Разве ты не замечал, чтец, что только осенью, укутавшись в тёплый свитер или куртку, или плащ, и раскрыв над головой разноликий или однотонный купол, ты отсекаешь суету улиц и домов, хотя звуки жизни до тебя долетают, но их сдерживает твой чудо-зонт. Он устанавливает незримую границу между кончиками спиц, на которых зиждется крыша твоего маленького домика на трости. И ты, в такие моменты можешь заново переживать детство, держа в руках миниатюрную копию шалаша, палатки или своей комнаты, где, будучи ребёнком, прошли самые яркие и счастливые моменты твоего детства. И разве за это не стоит дополнительно любить осень и её маленького складного пажа?

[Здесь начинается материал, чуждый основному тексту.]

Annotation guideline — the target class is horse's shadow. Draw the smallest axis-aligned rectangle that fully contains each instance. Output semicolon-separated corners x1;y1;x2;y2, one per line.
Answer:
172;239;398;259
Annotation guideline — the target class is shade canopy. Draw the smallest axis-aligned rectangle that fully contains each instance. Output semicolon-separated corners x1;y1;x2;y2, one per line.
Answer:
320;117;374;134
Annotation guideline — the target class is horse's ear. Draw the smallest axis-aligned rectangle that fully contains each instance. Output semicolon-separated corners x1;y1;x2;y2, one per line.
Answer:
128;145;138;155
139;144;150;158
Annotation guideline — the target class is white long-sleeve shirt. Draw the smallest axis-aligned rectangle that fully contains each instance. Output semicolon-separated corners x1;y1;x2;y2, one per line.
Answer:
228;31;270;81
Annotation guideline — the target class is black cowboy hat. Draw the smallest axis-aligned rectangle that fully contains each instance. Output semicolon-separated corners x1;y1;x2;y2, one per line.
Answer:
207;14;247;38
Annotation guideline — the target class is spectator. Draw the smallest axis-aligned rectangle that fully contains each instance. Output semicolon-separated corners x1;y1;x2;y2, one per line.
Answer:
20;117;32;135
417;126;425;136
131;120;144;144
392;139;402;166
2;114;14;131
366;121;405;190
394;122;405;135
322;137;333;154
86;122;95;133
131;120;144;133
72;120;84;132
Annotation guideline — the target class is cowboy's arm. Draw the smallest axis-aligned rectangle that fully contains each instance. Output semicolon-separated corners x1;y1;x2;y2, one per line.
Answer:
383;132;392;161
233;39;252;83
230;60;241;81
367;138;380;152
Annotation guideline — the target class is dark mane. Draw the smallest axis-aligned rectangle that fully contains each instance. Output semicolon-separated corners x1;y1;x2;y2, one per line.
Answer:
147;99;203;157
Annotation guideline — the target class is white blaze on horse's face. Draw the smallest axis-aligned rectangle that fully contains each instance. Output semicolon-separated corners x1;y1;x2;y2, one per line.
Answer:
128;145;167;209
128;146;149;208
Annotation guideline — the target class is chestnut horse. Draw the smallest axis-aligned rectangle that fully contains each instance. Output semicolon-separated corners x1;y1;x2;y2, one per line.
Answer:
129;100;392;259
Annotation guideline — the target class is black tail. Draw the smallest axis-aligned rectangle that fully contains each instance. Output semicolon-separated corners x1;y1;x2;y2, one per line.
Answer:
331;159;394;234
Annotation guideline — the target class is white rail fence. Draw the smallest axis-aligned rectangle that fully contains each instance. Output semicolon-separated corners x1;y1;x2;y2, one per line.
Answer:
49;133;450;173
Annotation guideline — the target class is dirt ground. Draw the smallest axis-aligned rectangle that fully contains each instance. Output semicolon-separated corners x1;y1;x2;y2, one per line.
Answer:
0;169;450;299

Вот и я принадлежу к ордену почитателей прелести осенней, для меня зонт неотъемлемый атрибут и в своём роде жезл посвященного в таинства дождя. Это не роскошь и не фиглярство, не спеша расхаживать под мелкой моросью или не торопясь бороздить стену ливневого залпа, в то время, как большинство людей с раздражением на лицах и досадой попавших в западню небесной воды, торопятся, как можно быстрее покинуть влажные дороги, перепрыгивая через разрастающиеся лужи в поисках островков суши. Я искренне сочувствую этим бедолагам, ведь им некогда сделать остановку в жизни, некогда сойти с дистанции соревнований за гонку чего-то неясного им самим. А может они попросту боятся, что остановившись, уже не смогут вернуться в тот бешеный ритм, что кнутом подстегивает их бежать и бежать… дождь не признает спешек и бега, он не подчиняется никому, кроме неба, он вносит в душу лишь покой и мысли, вдохновение и разрядку. Ему наплевать, кто попадётся ему на пути – успешный делец или бедный философ, он одинаково омоет того и другого своей гармонией, очистит и оградит от суеты и возможно откроет свои тайны.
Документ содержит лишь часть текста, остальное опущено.